This list of words (i.e., the vocabulary) is going to become the columns of your matrix.

In [12]:
import math
import numpy as np

12) Describe why we need to figure out the vocabulary used in our corpus (refer back to Sherin's paper, and explain in your own words): 

We require the vocabulary as a reference for us to be able to convert any given text into a vector (i.e the vocabulary forms the basis for our vector space.)

In [13]:
# 13) create a function that takes in a list of documents
# and returns a set of unique words. Make sure that you
# sort the list alphabetically before returning it. 

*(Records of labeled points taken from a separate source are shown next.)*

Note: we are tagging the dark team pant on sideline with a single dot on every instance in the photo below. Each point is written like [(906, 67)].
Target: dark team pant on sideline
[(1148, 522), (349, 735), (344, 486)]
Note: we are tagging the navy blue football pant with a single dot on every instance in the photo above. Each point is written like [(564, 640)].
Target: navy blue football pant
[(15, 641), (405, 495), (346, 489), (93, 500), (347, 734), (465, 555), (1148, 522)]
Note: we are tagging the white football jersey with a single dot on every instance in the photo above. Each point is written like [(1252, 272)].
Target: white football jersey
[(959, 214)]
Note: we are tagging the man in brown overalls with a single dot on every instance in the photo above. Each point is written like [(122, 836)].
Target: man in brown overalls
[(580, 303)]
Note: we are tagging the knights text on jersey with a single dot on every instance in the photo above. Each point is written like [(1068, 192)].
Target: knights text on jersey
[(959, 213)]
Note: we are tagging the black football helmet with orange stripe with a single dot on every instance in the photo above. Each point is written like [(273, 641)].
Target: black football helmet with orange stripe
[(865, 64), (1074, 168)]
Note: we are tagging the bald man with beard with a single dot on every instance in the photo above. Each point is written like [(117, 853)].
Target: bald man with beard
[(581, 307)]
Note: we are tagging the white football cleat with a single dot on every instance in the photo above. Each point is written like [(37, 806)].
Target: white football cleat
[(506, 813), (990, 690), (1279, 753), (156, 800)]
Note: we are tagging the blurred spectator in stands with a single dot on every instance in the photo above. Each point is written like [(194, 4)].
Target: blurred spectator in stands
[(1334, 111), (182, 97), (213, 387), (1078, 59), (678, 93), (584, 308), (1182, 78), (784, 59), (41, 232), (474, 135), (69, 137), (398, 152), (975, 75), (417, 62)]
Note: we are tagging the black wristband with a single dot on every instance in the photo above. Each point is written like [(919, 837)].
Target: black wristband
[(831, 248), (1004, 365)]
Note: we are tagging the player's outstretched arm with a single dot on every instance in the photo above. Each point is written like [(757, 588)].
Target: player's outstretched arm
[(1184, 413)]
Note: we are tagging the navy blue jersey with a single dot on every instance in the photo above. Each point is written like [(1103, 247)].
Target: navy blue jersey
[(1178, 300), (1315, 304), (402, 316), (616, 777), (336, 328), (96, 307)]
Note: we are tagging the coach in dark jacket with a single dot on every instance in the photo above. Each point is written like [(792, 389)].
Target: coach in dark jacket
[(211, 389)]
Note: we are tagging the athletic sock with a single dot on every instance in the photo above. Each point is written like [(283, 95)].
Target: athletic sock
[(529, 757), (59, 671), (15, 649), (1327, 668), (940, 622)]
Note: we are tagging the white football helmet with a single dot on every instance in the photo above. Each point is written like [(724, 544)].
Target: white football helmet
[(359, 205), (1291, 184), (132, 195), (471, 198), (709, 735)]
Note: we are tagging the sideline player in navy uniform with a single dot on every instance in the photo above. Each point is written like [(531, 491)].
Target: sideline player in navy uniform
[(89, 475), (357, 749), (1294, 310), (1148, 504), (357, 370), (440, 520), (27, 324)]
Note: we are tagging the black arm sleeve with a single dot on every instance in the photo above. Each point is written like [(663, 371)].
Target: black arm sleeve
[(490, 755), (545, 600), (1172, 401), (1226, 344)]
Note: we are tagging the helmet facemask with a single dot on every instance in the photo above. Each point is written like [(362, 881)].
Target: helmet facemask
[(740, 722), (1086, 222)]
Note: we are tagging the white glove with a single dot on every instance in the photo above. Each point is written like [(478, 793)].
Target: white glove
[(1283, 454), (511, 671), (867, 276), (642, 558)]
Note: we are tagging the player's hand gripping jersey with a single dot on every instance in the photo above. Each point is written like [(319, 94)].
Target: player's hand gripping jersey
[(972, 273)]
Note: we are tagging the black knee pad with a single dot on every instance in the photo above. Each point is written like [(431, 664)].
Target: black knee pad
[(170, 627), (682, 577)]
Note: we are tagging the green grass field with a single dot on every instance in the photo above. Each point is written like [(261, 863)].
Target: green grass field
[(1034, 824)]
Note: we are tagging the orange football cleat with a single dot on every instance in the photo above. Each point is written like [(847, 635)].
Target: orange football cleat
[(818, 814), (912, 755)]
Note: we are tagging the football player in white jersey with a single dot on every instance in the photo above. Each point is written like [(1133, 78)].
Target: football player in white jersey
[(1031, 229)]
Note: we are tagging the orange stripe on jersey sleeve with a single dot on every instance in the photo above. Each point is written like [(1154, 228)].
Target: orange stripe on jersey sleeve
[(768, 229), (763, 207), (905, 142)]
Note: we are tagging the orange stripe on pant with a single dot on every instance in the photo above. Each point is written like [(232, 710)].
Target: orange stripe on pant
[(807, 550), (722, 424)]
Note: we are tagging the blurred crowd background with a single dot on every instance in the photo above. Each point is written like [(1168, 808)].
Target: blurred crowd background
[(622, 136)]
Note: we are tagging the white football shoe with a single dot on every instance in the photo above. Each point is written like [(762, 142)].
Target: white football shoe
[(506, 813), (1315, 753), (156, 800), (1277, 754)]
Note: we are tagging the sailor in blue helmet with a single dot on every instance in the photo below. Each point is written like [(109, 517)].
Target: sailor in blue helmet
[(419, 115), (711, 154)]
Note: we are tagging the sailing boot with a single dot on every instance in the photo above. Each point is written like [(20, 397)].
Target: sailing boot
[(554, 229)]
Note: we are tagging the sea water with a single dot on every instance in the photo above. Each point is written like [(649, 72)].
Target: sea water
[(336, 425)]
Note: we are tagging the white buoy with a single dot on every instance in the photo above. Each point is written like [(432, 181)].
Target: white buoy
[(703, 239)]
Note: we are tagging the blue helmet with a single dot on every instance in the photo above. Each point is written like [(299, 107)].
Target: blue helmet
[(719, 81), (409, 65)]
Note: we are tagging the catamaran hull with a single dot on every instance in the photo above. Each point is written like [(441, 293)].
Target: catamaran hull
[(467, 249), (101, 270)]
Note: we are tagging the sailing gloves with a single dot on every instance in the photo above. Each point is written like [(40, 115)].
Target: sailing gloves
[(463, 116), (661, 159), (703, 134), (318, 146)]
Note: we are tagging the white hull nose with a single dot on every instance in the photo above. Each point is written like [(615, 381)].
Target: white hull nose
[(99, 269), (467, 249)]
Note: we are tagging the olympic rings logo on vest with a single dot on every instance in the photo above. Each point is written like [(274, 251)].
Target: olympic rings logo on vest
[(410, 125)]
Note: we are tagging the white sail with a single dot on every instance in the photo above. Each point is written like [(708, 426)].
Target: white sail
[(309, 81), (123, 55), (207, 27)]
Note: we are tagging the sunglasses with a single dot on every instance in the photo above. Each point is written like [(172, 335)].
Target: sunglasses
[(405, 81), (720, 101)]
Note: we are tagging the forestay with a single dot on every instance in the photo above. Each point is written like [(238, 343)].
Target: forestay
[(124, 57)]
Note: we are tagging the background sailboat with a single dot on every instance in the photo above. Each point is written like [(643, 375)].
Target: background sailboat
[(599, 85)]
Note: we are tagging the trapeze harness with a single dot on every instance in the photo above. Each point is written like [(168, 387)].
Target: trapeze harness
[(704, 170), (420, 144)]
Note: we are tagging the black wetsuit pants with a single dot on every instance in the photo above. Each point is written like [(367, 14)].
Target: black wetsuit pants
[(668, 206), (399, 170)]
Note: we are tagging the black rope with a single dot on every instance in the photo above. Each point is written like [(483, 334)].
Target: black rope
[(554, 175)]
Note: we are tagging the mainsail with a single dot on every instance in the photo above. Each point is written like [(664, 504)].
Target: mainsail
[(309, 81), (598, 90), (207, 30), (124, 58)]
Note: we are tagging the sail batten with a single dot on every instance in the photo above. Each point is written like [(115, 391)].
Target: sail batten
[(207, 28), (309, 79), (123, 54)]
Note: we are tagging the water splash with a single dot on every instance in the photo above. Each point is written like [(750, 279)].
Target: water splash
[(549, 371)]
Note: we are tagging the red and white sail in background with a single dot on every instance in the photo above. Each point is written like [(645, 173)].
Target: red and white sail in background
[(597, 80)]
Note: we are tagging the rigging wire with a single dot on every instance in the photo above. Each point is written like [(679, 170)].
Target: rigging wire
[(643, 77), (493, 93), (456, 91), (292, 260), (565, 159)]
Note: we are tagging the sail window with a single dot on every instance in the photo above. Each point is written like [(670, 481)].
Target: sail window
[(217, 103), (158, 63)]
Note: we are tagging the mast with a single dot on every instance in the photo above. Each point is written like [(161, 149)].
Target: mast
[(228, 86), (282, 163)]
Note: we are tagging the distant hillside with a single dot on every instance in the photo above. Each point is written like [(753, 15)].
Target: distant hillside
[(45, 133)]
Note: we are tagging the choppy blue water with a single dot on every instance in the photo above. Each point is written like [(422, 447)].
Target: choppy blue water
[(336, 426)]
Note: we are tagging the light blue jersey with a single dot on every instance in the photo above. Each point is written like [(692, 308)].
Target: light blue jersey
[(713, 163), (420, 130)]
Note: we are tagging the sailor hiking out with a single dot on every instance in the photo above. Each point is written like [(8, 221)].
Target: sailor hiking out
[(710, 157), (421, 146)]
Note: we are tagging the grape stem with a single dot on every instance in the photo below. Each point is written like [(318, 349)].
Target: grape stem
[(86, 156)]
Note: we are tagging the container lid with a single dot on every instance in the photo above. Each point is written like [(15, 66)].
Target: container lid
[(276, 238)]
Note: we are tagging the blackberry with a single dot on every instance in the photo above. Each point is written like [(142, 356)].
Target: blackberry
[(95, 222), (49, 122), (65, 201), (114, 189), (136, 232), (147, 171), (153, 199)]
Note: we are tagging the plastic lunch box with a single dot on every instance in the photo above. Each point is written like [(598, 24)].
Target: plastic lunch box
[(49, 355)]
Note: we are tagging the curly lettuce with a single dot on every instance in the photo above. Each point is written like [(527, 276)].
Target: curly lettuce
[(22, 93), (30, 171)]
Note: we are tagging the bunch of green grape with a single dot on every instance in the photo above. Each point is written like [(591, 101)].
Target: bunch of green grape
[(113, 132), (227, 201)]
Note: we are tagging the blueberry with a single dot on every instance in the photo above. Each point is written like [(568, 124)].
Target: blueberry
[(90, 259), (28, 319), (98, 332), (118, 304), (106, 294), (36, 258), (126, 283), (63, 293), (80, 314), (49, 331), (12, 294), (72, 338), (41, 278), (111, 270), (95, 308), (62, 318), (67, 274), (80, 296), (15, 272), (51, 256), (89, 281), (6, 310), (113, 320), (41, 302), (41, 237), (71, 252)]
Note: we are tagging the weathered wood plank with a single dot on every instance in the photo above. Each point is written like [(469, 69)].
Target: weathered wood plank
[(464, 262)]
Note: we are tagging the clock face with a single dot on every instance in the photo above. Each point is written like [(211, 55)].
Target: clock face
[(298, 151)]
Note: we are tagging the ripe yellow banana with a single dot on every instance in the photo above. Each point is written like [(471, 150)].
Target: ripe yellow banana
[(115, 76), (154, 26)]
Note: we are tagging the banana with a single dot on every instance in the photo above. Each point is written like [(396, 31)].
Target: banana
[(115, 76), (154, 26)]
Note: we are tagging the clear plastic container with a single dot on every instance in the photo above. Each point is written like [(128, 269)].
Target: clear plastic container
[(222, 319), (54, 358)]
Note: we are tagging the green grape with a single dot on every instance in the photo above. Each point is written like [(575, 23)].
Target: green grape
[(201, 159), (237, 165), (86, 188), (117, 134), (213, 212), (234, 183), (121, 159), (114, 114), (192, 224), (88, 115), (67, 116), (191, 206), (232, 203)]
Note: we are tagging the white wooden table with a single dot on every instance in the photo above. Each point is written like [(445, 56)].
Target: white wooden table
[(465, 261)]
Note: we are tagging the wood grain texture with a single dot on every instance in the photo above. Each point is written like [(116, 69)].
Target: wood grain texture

def get_vocabulary(documents):
    voc = []
    
    ### your code ###
    for i in range(0,len(documents)):
        words = documents[i].split()
        for word in words:
            if word in voc:
                pass
            else:
                voc.append(word)
    
    return voc

# Then print the length of your vocabulary (it should be 
# around 5500 words)
vocabulary = get_vocabulary(cleaned_documents)
print(len(vocabulary))

5660


In [14]:
# 14) what was the size of Sherin's vocabulary? 
print('Sherin\'s vocabulary consists of 647 words.')

Sherin's vocabulary consists of 647 words.


## Step 4 - transform your documents into 100-words chunks

In [15]:
# 15) create a function that takes in a list of documents
# and returns a list of 100-words chunk 
# (with a 25 words overlap between them)
# Optional: add two arguments, one for the number of words
# in each chunk, and one for the overlap size
# Advice: combining all the documents into one giant string
# and splitting it into separate words will make your life easier!

def chunks(documents, chunk_size, overlap_size):
    list_of_chunk = []
    giant_string = ''
    short_string = ''
    
    for doc in documents:
        giant_string = giant_string + doc
    
    list_of_words = giant_string.split()
    
    for i in range(0,len(list_of_words),overlap_size):
        if i+100 < len(list_of_words):
            for x in range(0,chunk_size):
                y = i + x
                short_string = short_string + list_of_words[y] + ' '
            
            list_of_chunk.append(short_string)
            short_string=''
            
    return list_of_chunk

word_chunks = chunks(cleaned_documents,100,25)

In [16]:
# 16) create a for loop to double check that each chunk has 
# a length of 100
# Optional: use assert to do this check

for chunk in word_chunks:
    assert len(chunk.split()) == 100
 

In [17]:
# 17) print the first chunk, and compare it to the original text.
# does that match what Sherin describes in his paper?

original = ''

for i in range(0,100):
    original = original + cleaned_documents[0].split()[i] + ' '

print('---first chunk---\n'+ word_chunks[0] + '\n')
print('---original---\n'+ original)

---first chunk---
study investigates possible way analyze chat data collaborative learning environments using epistemic network analysis topic modeling topic general topic model built tasa touchstone applied science associates corpus used study topic scores utterances chat data computed seven relevant topics selected based total document scores aggregated topic scores power predicting students learning using epistemic network analysis enables assessing data different angle results showed topic score based epistemic networks low gain students high gain students significantly different overall results suggest two analytical approaches provide complementary information afford new insights processes related successful collaborative interactions keywords chat collaborative learning topic modeling epistemic network analysis 

---original---
study investigates possible way analyze chat data collaborative learning environments using epistemic network analysis topic modeling topic general topic

In [18]:
# 18) how many chunks did Sherin have? What does a chunk become 
# in the next step of our topic modeling algorithm? 
print('Sherin had 794 segments of text.')
print('A chunk would be converted to a vector in the next step of topic modeling algorithm.')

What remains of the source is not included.